This dataset was obtained from Cleveland database. Cleveland dataset concerns classification of person into normal and abnormal person regarding heart diseases.

  • Data representation:

    • Number of instances: 414.

    • Number of attributes: 13 and a class attribute

    • Class:

    • Class0: normal person.

    • Class1: first stroke

    • Class2: second stroke

    • Class3: end of life

  • Attribute description:

    1. (i)

      Attribute description range

      • Age: age in years continuous

      • Sex: (1 = male; 0 = female) 0, 1

      • Cp-value 1: typical angina 1, 2, 3, 4

      • -Value 2: atypical anginal

      • -Value 3: non-anginal pain

      • -Value 4: asymptotic

      • Trestbps: resting blood pressure (in mmHg) continuous

      • Chol: serum cholesterol in mg/dl Continuous

      • fbs: (Fasting blood sugar .120 mg/dl) 0, 1 (1 = true; 0 = false)

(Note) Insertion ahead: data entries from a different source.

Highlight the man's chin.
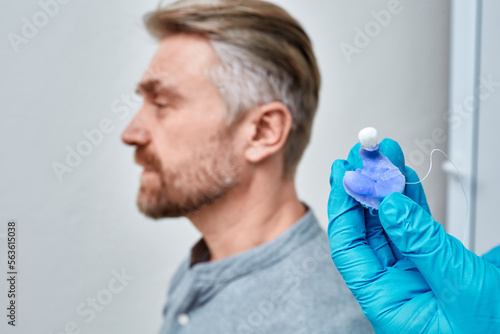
[137,193,197,219]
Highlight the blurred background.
[0,0,500,334]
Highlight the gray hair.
[145,0,321,175]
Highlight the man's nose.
[122,114,151,146]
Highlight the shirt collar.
[189,203,322,282]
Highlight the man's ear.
[245,102,293,163]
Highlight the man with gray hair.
[122,0,373,334]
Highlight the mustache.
[134,147,161,171]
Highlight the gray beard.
[137,130,239,219]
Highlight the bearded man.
[122,0,372,334]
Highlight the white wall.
[0,0,449,334]
[475,0,500,254]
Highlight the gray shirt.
[160,208,373,334]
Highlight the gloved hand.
[328,139,500,334]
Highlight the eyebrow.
[135,79,180,97]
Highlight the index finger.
[328,160,384,290]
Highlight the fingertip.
[403,166,431,214]
[379,192,410,231]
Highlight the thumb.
[379,193,448,258]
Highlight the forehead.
[142,34,218,85]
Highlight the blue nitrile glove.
[328,139,500,334]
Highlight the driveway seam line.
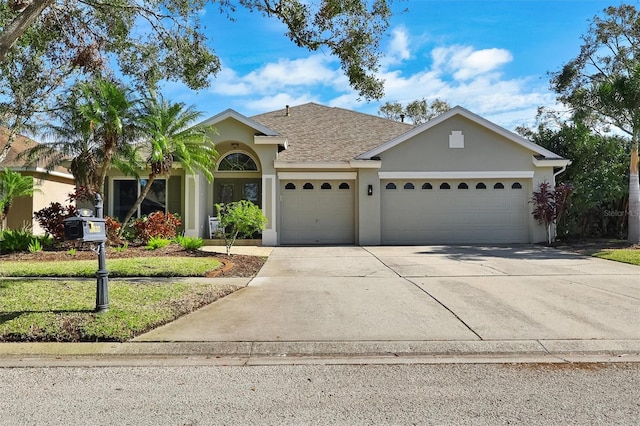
[402,277,484,341]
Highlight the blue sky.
[164,0,624,130]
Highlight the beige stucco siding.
[380,116,534,171]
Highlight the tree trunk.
[627,146,640,244]
[0,0,54,62]
[118,173,156,237]
[0,129,16,163]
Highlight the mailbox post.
[95,194,109,312]
[64,194,109,313]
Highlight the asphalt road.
[0,364,640,426]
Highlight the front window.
[218,152,258,172]
[113,179,167,222]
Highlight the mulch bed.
[0,244,266,277]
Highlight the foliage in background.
[33,202,78,242]
[551,4,640,244]
[0,167,38,231]
[131,212,182,244]
[0,0,392,166]
[530,182,572,244]
[519,119,631,238]
[121,92,218,232]
[175,235,204,250]
[216,200,267,255]
[24,78,139,199]
[0,228,52,254]
[145,237,171,250]
[378,98,451,125]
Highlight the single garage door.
[381,179,530,244]
[280,180,355,244]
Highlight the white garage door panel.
[381,180,529,244]
[280,180,355,244]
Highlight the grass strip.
[0,257,221,278]
[593,249,640,265]
[0,279,243,342]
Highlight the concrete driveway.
[135,245,640,345]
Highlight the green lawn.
[594,249,640,265]
[0,256,221,278]
[0,278,242,342]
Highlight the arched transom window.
[218,152,258,172]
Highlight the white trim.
[356,105,561,160]
[278,172,358,180]
[533,157,571,167]
[215,149,262,173]
[253,135,289,149]
[8,167,75,180]
[273,160,352,169]
[349,160,382,169]
[198,108,280,136]
[378,171,534,179]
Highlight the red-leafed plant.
[104,216,122,246]
[132,212,182,244]
[33,202,78,242]
[530,182,572,244]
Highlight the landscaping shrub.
[0,229,34,253]
[33,202,78,242]
[145,237,171,250]
[104,216,122,246]
[132,212,182,244]
[175,235,204,250]
[216,200,267,255]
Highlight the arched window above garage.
[218,152,258,172]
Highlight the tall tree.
[26,79,139,194]
[120,93,218,232]
[551,4,640,243]
[378,98,451,125]
[0,167,37,231]
[0,0,393,161]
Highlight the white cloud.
[381,27,411,67]
[243,54,339,93]
[431,46,513,80]
[243,93,319,115]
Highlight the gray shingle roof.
[251,103,414,162]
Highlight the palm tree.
[120,93,218,232]
[0,167,39,231]
[26,79,137,195]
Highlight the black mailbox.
[63,216,107,243]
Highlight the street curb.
[0,340,640,367]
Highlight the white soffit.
[378,170,534,179]
[356,105,561,160]
[533,157,571,167]
[278,172,358,180]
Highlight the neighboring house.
[105,103,570,245]
[0,127,75,235]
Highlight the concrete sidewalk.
[0,245,640,364]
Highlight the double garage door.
[381,179,530,245]
[280,180,355,244]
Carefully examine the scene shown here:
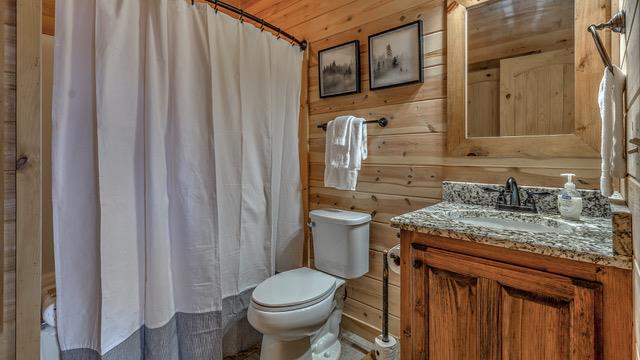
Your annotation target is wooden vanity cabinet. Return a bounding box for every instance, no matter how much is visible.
[401,230,633,360]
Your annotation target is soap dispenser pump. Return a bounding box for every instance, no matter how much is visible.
[558,174,582,220]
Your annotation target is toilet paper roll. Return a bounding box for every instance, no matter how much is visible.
[375,336,400,360]
[387,244,400,274]
[42,295,56,327]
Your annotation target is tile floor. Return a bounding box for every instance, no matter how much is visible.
[225,339,367,360]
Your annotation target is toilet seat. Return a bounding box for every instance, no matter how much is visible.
[251,268,336,312]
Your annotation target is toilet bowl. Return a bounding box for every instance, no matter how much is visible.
[247,209,371,360]
[247,268,345,360]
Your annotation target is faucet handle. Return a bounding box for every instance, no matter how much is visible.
[525,190,553,196]
[482,187,504,193]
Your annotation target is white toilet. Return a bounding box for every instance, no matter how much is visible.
[247,209,371,360]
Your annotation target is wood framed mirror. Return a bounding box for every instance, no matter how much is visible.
[447,0,611,158]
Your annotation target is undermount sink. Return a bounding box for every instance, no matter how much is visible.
[447,211,574,234]
[458,217,572,234]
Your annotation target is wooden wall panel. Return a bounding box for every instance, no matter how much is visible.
[620,0,640,360]
[0,0,16,360]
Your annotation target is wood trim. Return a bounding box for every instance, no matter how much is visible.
[0,2,7,332]
[447,0,611,158]
[298,48,311,266]
[16,0,42,360]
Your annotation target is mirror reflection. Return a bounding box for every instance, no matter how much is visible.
[467,0,575,137]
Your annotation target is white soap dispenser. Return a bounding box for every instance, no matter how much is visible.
[558,174,582,220]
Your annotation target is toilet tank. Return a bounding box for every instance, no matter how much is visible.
[309,209,371,279]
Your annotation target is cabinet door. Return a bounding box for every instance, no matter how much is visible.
[411,248,601,360]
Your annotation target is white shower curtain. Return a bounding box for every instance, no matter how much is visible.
[53,0,302,360]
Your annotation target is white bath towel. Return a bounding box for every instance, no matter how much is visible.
[324,116,368,190]
[325,116,355,168]
[598,65,627,196]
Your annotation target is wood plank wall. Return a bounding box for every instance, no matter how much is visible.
[620,0,640,359]
[0,0,16,360]
[245,0,599,339]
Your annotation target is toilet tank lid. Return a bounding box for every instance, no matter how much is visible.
[309,209,371,225]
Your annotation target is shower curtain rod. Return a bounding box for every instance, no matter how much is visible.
[198,0,307,51]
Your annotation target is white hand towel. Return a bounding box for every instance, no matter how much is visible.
[332,116,354,146]
[598,65,627,196]
[324,117,367,190]
[325,116,355,167]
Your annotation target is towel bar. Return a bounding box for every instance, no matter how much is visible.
[318,117,389,131]
[587,11,625,72]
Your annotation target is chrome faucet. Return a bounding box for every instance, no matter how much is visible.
[484,176,551,213]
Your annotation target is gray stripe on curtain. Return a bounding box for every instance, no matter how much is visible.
[62,289,261,360]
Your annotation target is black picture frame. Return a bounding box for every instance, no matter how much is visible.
[318,40,360,99]
[368,20,424,90]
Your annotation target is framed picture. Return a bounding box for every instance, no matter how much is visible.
[318,40,360,98]
[369,20,424,90]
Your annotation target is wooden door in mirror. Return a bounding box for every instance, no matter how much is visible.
[447,0,611,158]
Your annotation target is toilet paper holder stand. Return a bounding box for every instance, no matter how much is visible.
[389,253,400,266]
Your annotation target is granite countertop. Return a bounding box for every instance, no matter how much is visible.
[391,182,632,269]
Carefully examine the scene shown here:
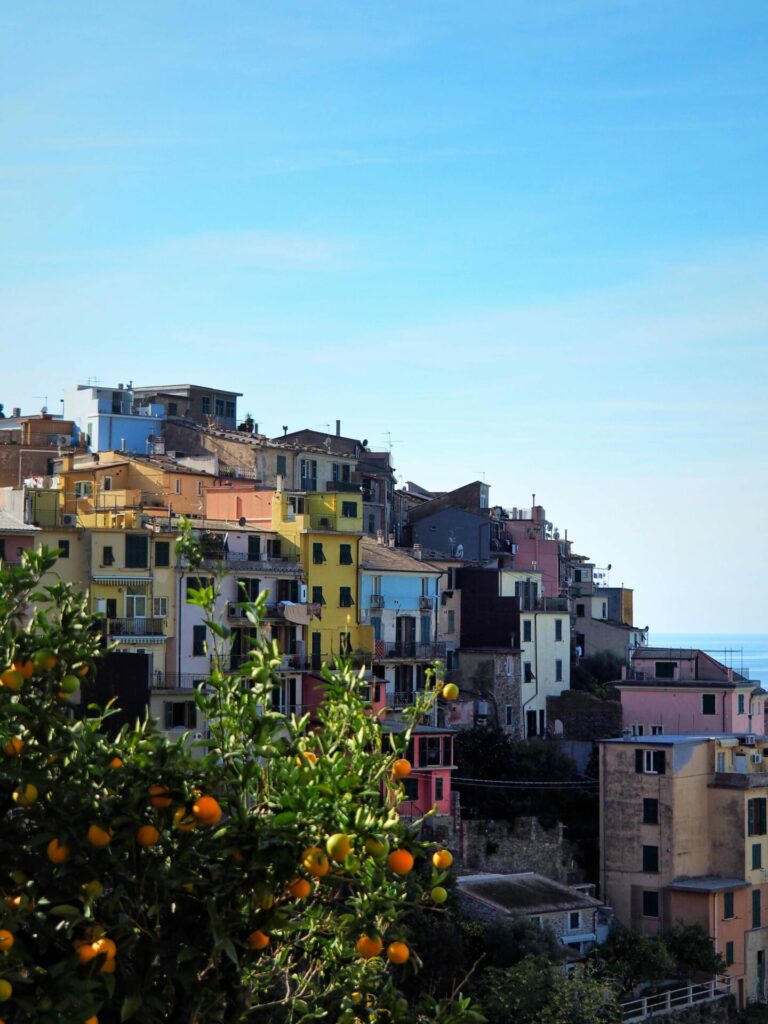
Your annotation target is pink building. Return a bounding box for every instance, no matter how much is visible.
[615,647,768,736]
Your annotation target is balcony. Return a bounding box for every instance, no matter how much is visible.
[106,618,165,637]
[375,640,445,662]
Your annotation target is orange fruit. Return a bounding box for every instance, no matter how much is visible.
[88,825,112,847]
[387,942,411,964]
[150,785,171,807]
[3,736,24,758]
[136,825,160,849]
[11,782,38,807]
[432,850,454,871]
[246,930,269,949]
[301,846,331,879]
[0,669,24,693]
[46,839,70,864]
[193,797,222,825]
[173,807,198,831]
[326,833,352,864]
[387,850,414,874]
[288,879,312,899]
[354,935,384,959]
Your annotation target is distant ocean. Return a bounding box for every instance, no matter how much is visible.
[648,633,768,689]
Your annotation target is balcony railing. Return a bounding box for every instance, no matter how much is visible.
[376,640,445,662]
[108,618,165,637]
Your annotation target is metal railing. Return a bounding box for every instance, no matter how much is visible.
[622,978,731,1024]
[108,618,165,637]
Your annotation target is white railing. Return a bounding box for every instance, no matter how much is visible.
[622,978,731,1024]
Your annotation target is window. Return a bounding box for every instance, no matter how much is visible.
[701,693,717,715]
[193,626,206,657]
[635,750,666,775]
[643,798,658,825]
[643,890,658,918]
[746,797,766,836]
[643,846,658,873]
[125,534,150,569]
[723,893,733,921]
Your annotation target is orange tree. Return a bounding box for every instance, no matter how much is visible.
[0,531,482,1024]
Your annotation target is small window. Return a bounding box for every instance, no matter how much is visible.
[193,626,206,657]
[643,890,658,918]
[643,798,658,825]
[723,893,733,921]
[643,846,658,873]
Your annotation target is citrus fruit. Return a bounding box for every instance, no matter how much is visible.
[387,942,411,964]
[88,825,112,847]
[3,736,24,758]
[193,797,221,825]
[432,850,454,871]
[288,879,312,899]
[46,839,70,864]
[354,935,384,959]
[246,930,269,949]
[12,782,38,807]
[301,846,331,879]
[326,833,352,864]
[0,669,24,693]
[387,850,414,874]
[136,825,160,848]
[150,785,171,807]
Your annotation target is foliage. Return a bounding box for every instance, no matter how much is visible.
[0,535,481,1024]
[591,927,675,994]
[662,925,727,978]
[473,956,621,1024]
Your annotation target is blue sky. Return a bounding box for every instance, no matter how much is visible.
[0,0,768,632]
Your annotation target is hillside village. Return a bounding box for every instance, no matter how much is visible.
[0,383,768,1019]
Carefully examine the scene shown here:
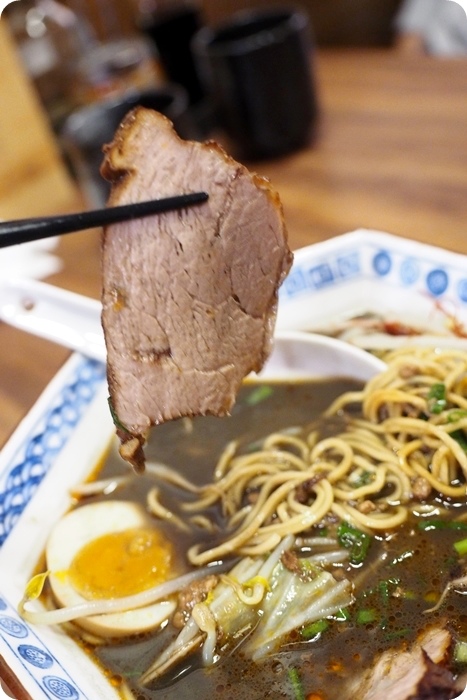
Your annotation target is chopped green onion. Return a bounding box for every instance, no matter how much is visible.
[337,522,371,564]
[454,539,467,557]
[357,608,378,625]
[301,620,329,639]
[454,642,467,664]
[417,518,467,532]
[447,408,467,423]
[287,668,305,700]
[334,608,350,622]
[378,578,401,603]
[391,549,414,566]
[428,382,447,414]
[245,384,274,406]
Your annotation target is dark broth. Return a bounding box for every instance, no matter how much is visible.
[69,380,467,700]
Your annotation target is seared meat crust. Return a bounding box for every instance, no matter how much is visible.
[102,108,292,466]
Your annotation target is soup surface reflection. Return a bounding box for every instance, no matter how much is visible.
[65,380,467,700]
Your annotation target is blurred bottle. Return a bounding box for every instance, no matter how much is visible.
[135,0,204,104]
[2,0,96,131]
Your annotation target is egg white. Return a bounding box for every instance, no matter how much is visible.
[45,501,176,637]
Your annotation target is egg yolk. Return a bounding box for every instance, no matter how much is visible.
[69,527,174,600]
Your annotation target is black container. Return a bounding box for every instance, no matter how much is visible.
[138,2,204,104]
[192,8,318,159]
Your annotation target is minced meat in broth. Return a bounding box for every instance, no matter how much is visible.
[74,380,467,700]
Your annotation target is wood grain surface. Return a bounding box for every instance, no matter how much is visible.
[0,49,467,444]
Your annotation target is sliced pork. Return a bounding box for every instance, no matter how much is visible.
[102,108,292,468]
[354,628,458,700]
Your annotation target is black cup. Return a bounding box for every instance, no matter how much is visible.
[192,8,318,159]
[60,85,197,207]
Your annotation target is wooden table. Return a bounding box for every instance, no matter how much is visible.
[0,50,467,444]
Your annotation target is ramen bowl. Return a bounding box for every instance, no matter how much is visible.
[0,332,384,700]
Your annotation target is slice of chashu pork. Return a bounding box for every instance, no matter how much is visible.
[102,108,292,470]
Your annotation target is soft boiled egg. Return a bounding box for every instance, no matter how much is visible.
[45,501,179,637]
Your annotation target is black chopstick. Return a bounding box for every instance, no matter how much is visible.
[0,192,208,248]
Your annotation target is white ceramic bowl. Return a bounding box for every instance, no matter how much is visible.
[258,331,385,382]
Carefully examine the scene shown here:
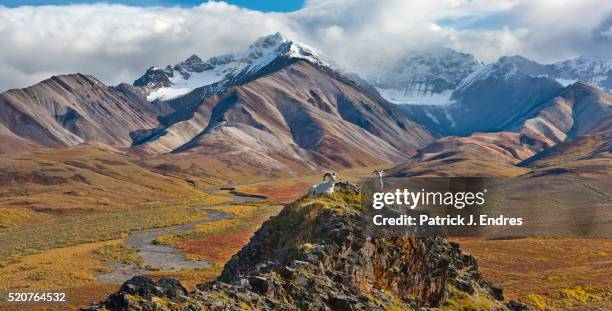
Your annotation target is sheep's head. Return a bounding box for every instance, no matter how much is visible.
[372,170,385,178]
[323,172,336,182]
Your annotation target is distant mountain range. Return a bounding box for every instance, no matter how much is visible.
[0,33,612,178]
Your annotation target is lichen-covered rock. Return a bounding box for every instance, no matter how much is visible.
[86,187,508,310]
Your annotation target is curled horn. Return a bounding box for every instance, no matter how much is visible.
[323,173,332,181]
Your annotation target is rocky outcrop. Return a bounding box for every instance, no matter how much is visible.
[88,185,507,310]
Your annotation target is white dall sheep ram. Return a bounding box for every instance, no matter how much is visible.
[372,170,385,192]
[308,173,336,196]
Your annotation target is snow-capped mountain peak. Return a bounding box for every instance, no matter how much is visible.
[366,48,482,105]
[134,32,331,101]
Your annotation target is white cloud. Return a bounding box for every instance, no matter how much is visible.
[0,0,612,91]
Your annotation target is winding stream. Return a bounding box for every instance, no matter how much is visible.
[96,185,263,283]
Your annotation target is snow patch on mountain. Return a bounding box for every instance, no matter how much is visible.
[364,49,483,105]
[134,33,331,101]
[376,88,453,106]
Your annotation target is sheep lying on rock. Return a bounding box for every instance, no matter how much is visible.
[308,173,336,196]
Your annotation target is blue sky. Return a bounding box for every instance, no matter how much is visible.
[0,0,612,92]
[0,0,304,12]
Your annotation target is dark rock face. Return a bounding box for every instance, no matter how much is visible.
[87,186,507,310]
[101,276,188,310]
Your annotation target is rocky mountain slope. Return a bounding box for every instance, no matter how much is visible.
[365,49,483,105]
[134,32,329,101]
[135,34,433,167]
[0,33,433,171]
[394,83,612,175]
[392,54,612,136]
[88,184,516,310]
[401,58,563,136]
[0,74,158,150]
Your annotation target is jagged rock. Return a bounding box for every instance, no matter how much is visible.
[88,183,510,310]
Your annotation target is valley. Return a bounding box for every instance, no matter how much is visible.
[0,33,612,310]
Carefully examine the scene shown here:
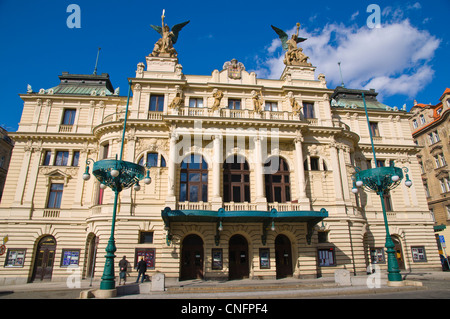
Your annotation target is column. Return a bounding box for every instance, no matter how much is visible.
[338,144,350,200]
[211,134,222,210]
[253,136,267,210]
[294,134,311,210]
[166,132,178,209]
[330,140,344,204]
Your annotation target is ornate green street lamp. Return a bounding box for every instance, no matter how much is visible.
[83,81,151,290]
[352,93,412,282]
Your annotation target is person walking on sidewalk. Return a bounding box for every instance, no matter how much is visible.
[119,256,128,285]
[136,257,147,283]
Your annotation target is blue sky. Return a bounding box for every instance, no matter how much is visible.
[0,0,450,131]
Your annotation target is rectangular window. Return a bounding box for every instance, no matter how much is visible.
[317,248,336,267]
[419,114,425,124]
[369,122,380,136]
[139,231,153,244]
[134,248,155,270]
[62,109,77,125]
[370,248,386,264]
[303,102,315,119]
[264,102,278,112]
[383,194,393,212]
[439,179,447,193]
[310,157,319,171]
[434,155,441,168]
[61,249,80,267]
[377,160,385,167]
[72,151,80,166]
[438,154,447,166]
[433,131,441,143]
[189,97,203,107]
[44,151,52,166]
[148,95,164,112]
[228,99,241,110]
[411,246,427,262]
[47,184,64,208]
[5,248,26,267]
[55,151,69,166]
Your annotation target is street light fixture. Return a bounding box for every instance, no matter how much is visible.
[83,81,151,290]
[352,93,412,282]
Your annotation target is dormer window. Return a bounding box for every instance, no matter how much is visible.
[419,114,425,124]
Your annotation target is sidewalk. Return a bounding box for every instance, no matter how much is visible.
[0,272,450,299]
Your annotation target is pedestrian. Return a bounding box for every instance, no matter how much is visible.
[119,256,128,285]
[136,257,147,283]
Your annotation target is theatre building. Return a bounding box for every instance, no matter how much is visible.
[0,26,440,285]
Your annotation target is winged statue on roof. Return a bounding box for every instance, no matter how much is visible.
[271,22,311,66]
[150,10,190,58]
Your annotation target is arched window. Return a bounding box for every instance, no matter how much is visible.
[138,152,166,168]
[264,157,291,203]
[179,154,208,202]
[223,155,250,203]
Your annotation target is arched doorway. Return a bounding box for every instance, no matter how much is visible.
[391,236,405,270]
[264,156,291,203]
[223,155,250,203]
[31,236,56,281]
[180,234,203,280]
[275,235,292,279]
[228,235,250,279]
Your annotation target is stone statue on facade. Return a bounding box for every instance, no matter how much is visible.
[150,10,189,58]
[252,90,263,113]
[271,23,311,66]
[211,89,223,111]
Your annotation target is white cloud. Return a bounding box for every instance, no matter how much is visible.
[251,20,440,97]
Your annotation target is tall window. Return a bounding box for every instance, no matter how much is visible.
[47,183,64,208]
[303,102,315,119]
[369,122,380,136]
[228,99,241,110]
[55,151,69,166]
[223,155,250,203]
[148,95,164,112]
[62,109,77,125]
[189,97,203,107]
[179,155,208,202]
[138,153,166,168]
[264,102,278,111]
[264,157,291,203]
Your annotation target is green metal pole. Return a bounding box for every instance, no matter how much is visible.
[100,190,119,290]
[119,80,131,161]
[378,191,402,281]
[361,93,377,162]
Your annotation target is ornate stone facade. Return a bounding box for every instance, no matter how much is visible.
[0,28,440,284]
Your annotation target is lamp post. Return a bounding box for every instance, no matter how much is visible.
[83,81,151,290]
[352,93,412,282]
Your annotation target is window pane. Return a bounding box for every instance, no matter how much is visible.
[63,110,76,125]
[72,151,80,166]
[180,184,186,202]
[189,185,198,202]
[147,153,158,168]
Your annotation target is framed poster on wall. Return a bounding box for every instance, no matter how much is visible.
[134,248,155,270]
[259,248,270,269]
[212,248,223,270]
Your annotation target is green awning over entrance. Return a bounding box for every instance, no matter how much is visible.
[161,207,328,245]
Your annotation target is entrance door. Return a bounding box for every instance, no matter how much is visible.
[180,235,203,280]
[391,236,405,270]
[31,236,56,281]
[228,235,250,279]
[275,235,292,279]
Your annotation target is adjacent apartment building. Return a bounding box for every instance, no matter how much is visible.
[0,27,441,284]
[410,88,450,265]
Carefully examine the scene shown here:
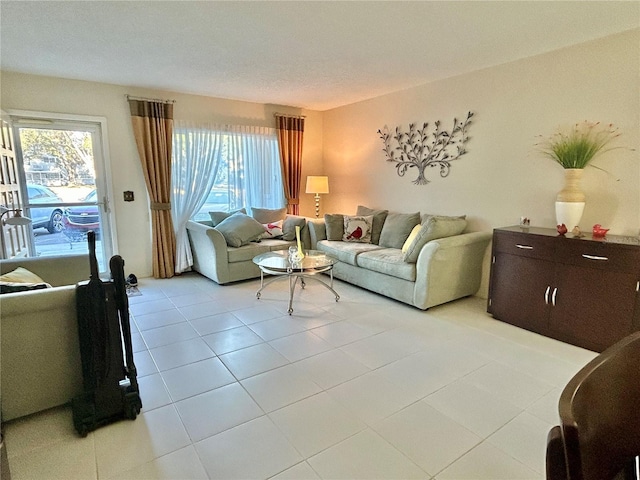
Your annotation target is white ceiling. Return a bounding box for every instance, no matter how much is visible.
[0,0,640,110]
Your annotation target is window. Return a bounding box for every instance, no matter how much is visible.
[9,111,115,271]
[174,125,286,220]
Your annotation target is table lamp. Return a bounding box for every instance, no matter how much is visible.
[306,175,329,218]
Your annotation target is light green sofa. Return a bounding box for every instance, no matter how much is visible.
[308,219,492,310]
[187,217,310,285]
[0,254,90,421]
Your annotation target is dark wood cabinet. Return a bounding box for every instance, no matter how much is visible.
[487,227,640,352]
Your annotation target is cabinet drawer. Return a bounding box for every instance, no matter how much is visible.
[556,239,640,275]
[493,232,556,260]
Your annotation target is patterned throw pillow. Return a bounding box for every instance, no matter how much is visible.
[342,215,373,243]
[262,220,284,238]
[356,205,389,245]
[214,213,264,248]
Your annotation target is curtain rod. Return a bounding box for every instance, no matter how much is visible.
[273,112,307,118]
[125,93,176,103]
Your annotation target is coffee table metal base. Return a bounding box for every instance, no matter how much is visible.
[256,265,340,315]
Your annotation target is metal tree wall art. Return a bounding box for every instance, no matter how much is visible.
[378,112,473,185]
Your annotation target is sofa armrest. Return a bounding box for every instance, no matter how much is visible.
[187,220,230,284]
[414,232,492,308]
[0,285,82,420]
[0,253,91,286]
[307,218,327,250]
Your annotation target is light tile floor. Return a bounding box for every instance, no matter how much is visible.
[6,274,595,480]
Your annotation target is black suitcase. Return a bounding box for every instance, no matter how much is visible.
[71,231,142,437]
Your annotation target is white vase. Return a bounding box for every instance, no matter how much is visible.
[556,168,585,231]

      • restecg: electrocardiography results 0, 1, 2

      • -Value 0: normal

      • -Value 1: having ST-T wave abnormality (T wave inversions and/or ST elevation or depression of >0.05 mV)

      • -Value 2: showing probable or definite left

      • Ventricular: hypertrophy by Estes’ criteria

      • Thalach: maximum heart rate achieved continuous

      • Exang: exercise induced angina (1 = yes; 0 = no) 0, 1

      • Oldpeak: ST depression induced by exercise relative to rest Continuous

      • Slope: the slope of the peak exercise

      • ST: segment 1, 2, 3

      • Value 1: up sloping

      • Value 2: flat

      • Value 3: down sloping

      • Ca: number of major vessels (0–3)

      • Colored by fluoroscopy continuous

      • Thal: normal, fixed defect, reversible defect 3, 6, 7

  1. (ii)

    Linear data scaling

    • Here, each value is converted into the range between 0 and 1 using the following formulae

    • Δ = X max − X min

    • Y = intercept C = (X − X min)/Δ

    • Slope = m = 1/Delta

    • So, we calculate Y for a given X as Y = mX + C.

4.5 Hepatitis dataset

The dataset contains 155 instances distributed between two classes die with 32 instances and live with 123 instances. There are 19 features or attributes, 13 attributes are binary while 6 attributes with 6–8 discrete values. The goal of the dataset is to forecast the presence or absence of hepatitis virus. Table 1 lists information about the features.

Table 1 Information about the features of the hepatitis dataset

4.6 Breast cancer-W dataset

The dataset breast cancer-Wisconsin currently contains 699 instances with 2 classes (malignant and benign), 9 integer-valued attributes and the following Attribute Information as given in Table 2.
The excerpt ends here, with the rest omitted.